The limits of protest

Hong Kong has seen several waves of mass protests in the 22 years since its British rulers relinquished control to the Chinese government, yet most of those outbursts have been marked by a healthy dose of restraint.

The most recent protests coalesced over a bill that would allow residents to be extradited to mainland China, a proposal widely seen as an effort to intimidate and silence Beijing’s critics. Protesters demanded that the bill be retracted, and they partially achieved that goal when Hong Kong Chief Executive Carrie Lam suspended the proposal late last month.

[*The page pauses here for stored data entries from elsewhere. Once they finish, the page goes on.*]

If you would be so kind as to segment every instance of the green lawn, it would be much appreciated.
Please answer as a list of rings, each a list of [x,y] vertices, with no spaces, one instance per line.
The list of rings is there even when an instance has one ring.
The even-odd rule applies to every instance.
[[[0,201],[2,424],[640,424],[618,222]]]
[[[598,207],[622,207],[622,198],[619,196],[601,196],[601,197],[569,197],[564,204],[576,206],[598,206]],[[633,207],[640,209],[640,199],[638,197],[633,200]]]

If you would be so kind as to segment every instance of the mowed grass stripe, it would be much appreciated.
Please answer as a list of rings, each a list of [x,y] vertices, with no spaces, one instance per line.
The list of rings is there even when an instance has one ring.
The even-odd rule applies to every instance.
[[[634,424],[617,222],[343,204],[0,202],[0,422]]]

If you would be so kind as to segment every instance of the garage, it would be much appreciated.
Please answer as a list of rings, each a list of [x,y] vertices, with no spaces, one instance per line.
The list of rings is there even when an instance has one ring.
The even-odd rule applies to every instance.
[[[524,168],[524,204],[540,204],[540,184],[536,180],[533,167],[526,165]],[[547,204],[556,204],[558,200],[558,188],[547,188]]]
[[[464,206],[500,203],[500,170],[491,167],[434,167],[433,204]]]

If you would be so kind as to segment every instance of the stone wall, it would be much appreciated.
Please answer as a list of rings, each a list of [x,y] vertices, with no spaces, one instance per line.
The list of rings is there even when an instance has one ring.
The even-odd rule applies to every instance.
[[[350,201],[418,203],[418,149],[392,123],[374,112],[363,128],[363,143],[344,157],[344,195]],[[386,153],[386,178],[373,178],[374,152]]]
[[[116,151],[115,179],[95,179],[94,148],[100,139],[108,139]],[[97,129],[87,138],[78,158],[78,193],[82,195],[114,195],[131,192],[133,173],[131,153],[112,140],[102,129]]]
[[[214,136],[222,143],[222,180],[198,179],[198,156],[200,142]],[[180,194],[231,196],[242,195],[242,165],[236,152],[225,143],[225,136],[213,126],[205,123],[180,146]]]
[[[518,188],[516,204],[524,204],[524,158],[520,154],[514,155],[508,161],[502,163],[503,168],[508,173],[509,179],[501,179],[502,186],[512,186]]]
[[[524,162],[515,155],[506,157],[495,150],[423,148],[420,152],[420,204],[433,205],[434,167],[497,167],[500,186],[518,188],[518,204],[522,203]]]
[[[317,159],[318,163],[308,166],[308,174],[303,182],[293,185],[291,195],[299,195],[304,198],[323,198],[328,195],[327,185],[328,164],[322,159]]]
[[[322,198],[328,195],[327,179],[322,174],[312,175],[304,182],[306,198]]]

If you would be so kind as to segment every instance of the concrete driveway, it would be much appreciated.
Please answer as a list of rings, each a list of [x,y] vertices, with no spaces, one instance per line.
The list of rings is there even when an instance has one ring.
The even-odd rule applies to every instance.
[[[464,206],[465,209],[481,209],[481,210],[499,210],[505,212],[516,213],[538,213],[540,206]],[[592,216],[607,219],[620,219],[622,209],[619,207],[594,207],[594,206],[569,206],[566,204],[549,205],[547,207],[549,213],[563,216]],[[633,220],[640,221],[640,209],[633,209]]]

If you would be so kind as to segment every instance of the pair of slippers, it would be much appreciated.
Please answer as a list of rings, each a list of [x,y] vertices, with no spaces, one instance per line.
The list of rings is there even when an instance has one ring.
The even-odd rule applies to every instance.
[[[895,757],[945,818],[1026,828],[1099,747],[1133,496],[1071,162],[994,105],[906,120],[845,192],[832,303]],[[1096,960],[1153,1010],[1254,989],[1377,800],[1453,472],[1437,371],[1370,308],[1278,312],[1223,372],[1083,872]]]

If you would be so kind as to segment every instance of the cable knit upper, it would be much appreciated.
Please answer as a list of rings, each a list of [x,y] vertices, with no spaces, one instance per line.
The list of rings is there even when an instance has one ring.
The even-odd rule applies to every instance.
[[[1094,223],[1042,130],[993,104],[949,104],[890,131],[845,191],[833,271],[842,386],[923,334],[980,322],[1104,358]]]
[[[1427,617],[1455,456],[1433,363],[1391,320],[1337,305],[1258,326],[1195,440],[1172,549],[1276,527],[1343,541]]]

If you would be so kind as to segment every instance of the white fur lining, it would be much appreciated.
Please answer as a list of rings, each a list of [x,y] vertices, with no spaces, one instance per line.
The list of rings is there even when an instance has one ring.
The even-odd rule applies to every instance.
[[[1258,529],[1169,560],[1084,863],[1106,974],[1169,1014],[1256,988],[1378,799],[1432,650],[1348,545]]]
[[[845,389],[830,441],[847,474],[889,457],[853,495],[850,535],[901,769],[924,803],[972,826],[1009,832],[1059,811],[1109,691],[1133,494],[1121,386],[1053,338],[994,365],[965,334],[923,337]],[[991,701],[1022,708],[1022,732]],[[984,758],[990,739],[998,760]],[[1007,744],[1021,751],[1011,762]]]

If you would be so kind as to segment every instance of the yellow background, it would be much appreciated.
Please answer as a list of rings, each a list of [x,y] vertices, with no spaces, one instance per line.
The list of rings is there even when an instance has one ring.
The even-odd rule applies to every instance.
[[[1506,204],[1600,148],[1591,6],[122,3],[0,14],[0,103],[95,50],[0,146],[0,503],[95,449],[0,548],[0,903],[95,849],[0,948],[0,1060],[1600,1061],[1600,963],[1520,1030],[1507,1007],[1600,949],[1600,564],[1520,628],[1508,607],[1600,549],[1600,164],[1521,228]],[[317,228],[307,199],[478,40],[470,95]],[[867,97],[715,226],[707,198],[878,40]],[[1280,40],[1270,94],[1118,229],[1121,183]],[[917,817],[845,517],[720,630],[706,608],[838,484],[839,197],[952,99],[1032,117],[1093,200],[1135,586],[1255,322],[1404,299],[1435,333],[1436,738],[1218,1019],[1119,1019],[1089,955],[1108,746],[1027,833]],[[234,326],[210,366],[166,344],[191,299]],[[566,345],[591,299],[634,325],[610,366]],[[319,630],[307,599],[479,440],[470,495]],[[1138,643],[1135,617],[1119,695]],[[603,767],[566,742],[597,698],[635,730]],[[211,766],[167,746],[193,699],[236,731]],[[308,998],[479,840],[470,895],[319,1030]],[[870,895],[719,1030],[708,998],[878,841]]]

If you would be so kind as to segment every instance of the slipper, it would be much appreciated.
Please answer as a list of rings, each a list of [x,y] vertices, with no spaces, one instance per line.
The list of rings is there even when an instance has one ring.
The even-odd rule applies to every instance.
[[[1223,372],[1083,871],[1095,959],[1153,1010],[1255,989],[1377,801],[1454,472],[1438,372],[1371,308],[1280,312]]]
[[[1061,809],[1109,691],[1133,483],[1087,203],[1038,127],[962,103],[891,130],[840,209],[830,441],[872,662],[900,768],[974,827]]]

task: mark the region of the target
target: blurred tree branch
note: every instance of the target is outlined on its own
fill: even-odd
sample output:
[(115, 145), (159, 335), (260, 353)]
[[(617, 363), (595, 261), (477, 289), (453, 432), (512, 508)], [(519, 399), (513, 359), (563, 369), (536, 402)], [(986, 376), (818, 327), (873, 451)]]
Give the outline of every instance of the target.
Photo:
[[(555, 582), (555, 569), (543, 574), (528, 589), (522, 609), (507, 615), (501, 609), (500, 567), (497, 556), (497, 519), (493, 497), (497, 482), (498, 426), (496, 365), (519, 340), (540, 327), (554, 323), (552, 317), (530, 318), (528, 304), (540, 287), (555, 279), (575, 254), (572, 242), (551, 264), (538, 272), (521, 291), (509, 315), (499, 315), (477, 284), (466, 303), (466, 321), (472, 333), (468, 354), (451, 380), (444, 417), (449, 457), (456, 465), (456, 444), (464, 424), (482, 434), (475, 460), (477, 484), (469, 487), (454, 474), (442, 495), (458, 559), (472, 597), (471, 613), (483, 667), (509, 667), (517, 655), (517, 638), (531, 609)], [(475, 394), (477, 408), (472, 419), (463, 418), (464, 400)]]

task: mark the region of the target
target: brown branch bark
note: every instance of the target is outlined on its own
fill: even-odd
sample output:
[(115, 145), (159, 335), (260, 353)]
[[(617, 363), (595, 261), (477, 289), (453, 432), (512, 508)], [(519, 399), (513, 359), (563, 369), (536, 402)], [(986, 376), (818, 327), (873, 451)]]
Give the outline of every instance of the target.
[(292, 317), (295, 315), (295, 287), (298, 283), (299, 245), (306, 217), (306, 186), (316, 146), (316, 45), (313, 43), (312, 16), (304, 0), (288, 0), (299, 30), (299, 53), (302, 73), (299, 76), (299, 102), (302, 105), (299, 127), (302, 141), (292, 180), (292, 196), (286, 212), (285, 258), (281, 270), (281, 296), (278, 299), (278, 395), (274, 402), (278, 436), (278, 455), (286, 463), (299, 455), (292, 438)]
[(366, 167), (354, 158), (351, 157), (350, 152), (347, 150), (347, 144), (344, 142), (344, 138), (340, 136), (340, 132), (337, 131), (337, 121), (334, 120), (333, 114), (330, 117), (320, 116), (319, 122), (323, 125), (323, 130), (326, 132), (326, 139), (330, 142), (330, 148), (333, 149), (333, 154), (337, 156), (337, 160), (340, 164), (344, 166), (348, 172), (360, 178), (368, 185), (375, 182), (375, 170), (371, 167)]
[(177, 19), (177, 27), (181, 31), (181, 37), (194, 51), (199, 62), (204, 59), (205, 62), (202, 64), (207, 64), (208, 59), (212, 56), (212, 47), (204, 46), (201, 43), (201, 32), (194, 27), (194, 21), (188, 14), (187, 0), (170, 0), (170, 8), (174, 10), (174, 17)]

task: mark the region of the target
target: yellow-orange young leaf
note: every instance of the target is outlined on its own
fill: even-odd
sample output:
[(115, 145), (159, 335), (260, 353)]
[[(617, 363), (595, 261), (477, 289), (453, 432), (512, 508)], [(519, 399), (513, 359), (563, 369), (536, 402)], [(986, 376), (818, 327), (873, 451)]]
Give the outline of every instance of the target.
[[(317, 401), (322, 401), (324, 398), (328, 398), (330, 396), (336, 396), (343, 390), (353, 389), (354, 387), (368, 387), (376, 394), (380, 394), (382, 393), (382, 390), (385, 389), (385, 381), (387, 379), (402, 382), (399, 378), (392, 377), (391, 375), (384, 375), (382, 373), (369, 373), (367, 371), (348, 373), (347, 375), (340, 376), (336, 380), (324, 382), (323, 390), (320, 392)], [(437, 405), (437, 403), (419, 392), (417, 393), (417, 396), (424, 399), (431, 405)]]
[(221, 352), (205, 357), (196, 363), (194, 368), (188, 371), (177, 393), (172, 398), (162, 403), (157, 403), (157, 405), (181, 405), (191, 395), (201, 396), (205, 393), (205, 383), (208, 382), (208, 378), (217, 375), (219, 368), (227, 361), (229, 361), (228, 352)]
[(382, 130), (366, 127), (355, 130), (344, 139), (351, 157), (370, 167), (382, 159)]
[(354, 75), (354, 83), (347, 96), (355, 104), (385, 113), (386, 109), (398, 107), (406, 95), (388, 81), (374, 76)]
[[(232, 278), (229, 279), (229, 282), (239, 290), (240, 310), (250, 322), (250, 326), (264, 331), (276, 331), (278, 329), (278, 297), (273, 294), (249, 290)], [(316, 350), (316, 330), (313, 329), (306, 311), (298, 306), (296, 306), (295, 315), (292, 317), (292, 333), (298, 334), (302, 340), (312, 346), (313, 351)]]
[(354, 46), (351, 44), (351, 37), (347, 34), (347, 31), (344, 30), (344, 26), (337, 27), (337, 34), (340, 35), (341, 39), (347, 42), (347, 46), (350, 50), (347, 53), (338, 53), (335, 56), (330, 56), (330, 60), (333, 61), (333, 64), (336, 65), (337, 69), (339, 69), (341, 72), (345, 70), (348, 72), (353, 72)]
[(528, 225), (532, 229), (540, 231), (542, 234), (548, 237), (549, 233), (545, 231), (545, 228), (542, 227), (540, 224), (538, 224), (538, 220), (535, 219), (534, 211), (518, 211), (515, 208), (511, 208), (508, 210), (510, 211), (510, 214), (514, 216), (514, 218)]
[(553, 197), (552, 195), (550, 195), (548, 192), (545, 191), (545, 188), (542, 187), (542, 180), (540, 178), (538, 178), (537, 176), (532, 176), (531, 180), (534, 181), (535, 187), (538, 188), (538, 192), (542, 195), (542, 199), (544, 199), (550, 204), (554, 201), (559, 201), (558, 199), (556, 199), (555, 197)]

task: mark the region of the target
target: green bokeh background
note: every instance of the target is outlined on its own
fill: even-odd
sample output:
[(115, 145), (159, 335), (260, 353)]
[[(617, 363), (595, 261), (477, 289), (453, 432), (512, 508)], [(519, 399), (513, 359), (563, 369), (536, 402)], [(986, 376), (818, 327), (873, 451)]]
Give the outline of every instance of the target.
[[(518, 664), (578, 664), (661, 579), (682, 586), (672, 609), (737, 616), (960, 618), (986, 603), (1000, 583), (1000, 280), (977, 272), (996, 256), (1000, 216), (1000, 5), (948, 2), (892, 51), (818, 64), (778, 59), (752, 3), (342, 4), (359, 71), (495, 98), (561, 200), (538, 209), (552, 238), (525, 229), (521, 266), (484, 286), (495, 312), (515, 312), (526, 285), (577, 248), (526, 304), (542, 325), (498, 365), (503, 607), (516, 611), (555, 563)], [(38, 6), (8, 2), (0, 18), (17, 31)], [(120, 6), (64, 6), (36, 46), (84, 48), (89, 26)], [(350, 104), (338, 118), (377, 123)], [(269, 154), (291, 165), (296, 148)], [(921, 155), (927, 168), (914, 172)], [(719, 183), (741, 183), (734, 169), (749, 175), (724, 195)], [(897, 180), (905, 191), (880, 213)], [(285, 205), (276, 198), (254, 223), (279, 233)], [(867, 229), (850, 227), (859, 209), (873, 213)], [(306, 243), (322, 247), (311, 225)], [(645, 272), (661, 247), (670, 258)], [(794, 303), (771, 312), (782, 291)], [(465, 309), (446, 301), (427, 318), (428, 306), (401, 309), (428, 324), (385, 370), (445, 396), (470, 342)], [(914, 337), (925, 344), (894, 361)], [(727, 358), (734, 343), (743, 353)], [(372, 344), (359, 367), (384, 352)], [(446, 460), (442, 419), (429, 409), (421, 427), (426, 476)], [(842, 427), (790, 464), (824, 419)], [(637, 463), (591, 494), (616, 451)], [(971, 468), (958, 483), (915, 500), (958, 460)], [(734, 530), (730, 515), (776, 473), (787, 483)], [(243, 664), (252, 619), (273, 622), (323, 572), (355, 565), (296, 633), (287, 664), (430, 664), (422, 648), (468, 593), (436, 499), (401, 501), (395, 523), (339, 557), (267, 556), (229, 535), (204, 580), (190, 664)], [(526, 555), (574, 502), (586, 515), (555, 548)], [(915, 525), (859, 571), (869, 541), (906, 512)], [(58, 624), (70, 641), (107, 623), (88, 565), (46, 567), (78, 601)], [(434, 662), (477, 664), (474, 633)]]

But this time there was no standing down. Protesters demanded that the bill be permanently scrapped, that Lam resign and that there be an independent investigation of police conduct. Then on Monday, the anniversary of the 1997 British handover, a faction of demonstrators escalated their challenge to Lam—and seemed to step back from their customary restraint—by sacking the Legislative Council building and spraying anti-government graffiti on the walls and portraits of various Hong Kong leaders.

If they were trying to catch the attention of Lam’s backers in Beijing, they succeeded. The Chinese government branded the action “intolerable” and the protesters “criminals.”

Hong Kong unrest serves as an inconvenient reminder of ethnic, language and cultural differences between northern and southern China, of the historic tension between Chinese unity and dismemberment, and of the continuing separation between Beijing and the “renegade province” of Taiwan.

Protesters express a range of competing desires—continued autonomy, or expanded but geographically contained democracy, or Hong Kong independence. Or a unified, but democratic, China.